“Rappler CEO Maria Ressa is the first Filipino to receive the Nobel Peace Prize and, along with Russian Dmitry Muratov, is the first working journalist to win this award since the 1930s” says Rambo Talabong of Rappler itself. I journalist sense that Maria Ressa has made millions of Filipinos proud.
Mr Talabong says, “Ressa, 58, received the prize along with Russian journalist Dmitry Muratov, 60, Editor In Chief of the independent newspaper Novaya Gazeta. Both of them lead critical newsrooms in countries where journalists are persecuted and governments enable disinformation.”
Muratov told the Nobel Committee during the awarding (from the full text of his speech, shared on Facebook):
The world has fallen out of love for democracy…
The world has become disappointed with the power elite.
The world has begun to turn to dictatorship.
We’ve got an illusion that progress can be achieved through technology and violence, not through human rights and freedoms…
He also said:
We are journalists, and our mission is clear – to distinguish between facts and fiction.

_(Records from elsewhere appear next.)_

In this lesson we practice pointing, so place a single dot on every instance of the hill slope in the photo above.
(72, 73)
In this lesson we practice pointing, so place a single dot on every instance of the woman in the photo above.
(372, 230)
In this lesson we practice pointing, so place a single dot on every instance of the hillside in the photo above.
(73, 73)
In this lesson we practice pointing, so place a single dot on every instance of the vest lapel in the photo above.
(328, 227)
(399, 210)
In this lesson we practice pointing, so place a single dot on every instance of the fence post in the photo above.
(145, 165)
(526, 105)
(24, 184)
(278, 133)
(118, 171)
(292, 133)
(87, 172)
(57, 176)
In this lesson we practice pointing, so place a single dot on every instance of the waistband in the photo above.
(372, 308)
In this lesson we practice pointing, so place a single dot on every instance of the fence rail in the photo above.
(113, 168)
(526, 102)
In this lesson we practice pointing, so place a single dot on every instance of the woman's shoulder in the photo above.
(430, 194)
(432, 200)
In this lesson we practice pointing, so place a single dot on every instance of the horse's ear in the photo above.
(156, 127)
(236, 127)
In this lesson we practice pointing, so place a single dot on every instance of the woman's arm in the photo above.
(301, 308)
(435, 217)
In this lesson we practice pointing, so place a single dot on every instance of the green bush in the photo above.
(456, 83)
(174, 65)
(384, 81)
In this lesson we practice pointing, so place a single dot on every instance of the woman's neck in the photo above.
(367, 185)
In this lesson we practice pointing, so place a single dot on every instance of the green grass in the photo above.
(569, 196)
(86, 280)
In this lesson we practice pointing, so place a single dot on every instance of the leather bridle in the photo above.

We are the prerequisite for progress.
We are the antidote against tyranny.
On her part, Maria Ressa said:
I stand before you, a representative of every journalist around the world who is forced to sacrifice so much to hold the line, to stay true to our values and mission: to bring you the truth and hold power to account.
Here is a news item from VoA (Reuters, 13 August 2021, “Philippine Court Tosses Libel Case Against Journalist Maria Ressa[1]”):
A Philippine court has dismissed a libel case against Maria Ressa, one of several lawsuits filed against the journalist who says she has been targeted because of her news site's critical reports on President Rodrigo Duterte.
Note: “One of several (libel) lawsuits filed against the journalist” – the Nobel Peace Prize co-won by those Filipino and Russian journalists is by way of “paying tribute this year to the world’s persecuted journalists.”
I say that persecution is a reflex action against those journalists’ emphasis on reporting – among The Good, The Bad and The Ugly, their journalism fancies The Bad and/or The Ugly!
In his acceptance speech, Muratov paid tribute to journalists who had given their lives for the profession, also saying, “I want journalists to die old.” I ask: How can they die old daring to attract persecution, court death?
The message I wish to send to Maria Ressa, 1st Filipino Nobel Peace Prize winner, is the very same message that comes from the T-shirt she holds up with printed double-text (see above image), as it reads in orange-white print: “BELIEVE THERE IS GOOD IN THE WORLD” as well as reads in orange print: “BE THE GOOD.”
Maria Ressa says, “We need information ecosystems that live and die by facts.” I ask Dmitri Muratov, how can journalists die old if they expose themselves to unnecessary danger when young, going after facts that make people look bad and/or ugly?